The Swedish government ordered the RBS23 in 2000 and deliveries started in 2002. The Swedish Army only trained conscripts on the system in 2008, however, the system was not taken into Army use but was used as a demonstration system.

On 1 July 2019, the system was taken into Swedish Army use and a number of RBS 23 systems were placed on Gotland, under command of the new Gotland Regiment. However the system was deployed with the PS-90 search radar and not Giraffe AMB (UndE 23). This is because the Giraffe AMB units had been updated with a new data system for relaying the air picture so they can no longer talk directly to the RBS 23 fire units. The older PS-90 can both talk to the fire units and translate the modern data system to the new one, that is why the PS-90 was picked. The PS-90 lacks the height coverage of the UndE 23 (Giraffe AMB) and can't use the full altitude performance of the RBS23 missile unless it's linked into a radar which has that coverage.

==Controversy==
The naming of the system received heavy criticism by socialist cartoonist Rune Andréasson through the Swedish Peace and Arbitration Society for using the same name as his character, the pacifistic cartoon-bear Bamse, which is popular in Sweden.

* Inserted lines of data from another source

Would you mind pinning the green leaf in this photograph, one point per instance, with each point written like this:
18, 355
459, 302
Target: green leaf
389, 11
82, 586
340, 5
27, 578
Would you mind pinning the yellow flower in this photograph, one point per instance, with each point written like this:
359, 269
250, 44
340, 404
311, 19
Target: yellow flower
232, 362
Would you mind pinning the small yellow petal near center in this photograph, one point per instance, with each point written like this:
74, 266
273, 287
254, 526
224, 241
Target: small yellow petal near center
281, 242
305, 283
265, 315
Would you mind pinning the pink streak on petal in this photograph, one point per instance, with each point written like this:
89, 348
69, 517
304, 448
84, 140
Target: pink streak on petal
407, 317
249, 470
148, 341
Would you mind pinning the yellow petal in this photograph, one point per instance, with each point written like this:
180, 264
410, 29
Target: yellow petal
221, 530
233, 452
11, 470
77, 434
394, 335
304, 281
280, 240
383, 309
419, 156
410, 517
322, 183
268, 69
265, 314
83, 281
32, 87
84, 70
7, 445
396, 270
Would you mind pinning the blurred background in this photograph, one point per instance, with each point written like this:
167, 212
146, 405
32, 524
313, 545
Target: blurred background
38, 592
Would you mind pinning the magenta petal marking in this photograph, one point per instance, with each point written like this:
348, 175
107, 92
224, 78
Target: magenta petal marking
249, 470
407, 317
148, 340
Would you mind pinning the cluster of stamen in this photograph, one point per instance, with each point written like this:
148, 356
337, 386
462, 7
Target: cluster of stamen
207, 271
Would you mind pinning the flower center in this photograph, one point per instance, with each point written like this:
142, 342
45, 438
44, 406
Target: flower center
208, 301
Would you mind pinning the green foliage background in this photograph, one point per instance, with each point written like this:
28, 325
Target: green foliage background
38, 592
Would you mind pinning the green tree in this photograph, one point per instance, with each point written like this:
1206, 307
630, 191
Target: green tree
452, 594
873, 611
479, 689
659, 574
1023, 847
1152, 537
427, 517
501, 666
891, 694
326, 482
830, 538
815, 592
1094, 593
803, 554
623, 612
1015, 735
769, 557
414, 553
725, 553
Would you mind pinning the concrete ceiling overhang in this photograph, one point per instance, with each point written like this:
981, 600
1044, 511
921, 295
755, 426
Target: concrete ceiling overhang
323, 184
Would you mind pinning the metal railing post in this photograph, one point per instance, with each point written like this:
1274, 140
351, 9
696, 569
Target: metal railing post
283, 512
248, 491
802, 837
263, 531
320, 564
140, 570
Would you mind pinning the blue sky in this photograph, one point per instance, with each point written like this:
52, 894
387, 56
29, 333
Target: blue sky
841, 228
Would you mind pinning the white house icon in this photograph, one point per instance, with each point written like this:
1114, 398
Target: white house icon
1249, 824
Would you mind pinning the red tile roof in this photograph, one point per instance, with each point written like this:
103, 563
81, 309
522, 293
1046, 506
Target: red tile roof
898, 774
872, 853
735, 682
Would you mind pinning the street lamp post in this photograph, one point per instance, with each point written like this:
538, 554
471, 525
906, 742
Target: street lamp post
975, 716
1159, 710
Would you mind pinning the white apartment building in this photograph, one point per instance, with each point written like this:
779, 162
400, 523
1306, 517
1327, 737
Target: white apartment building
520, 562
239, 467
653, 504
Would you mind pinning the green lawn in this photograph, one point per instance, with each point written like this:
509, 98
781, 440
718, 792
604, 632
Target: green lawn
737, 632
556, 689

Att ge ett vapen namn associerande till en barnens figur som i decennier har stått för icke-våld, tolerans och solidaritet vittnar om en sådan omdömeslöshet, att man inte heller i övrigt kan hysa tilltro till vapenindustrin.

To give a weapon name associated with a children's character who for decades has represented non-violence, tolerance and solidarity testifies about a lack of judgement so grave, that one in no other aspects can have confidence in the arms industry.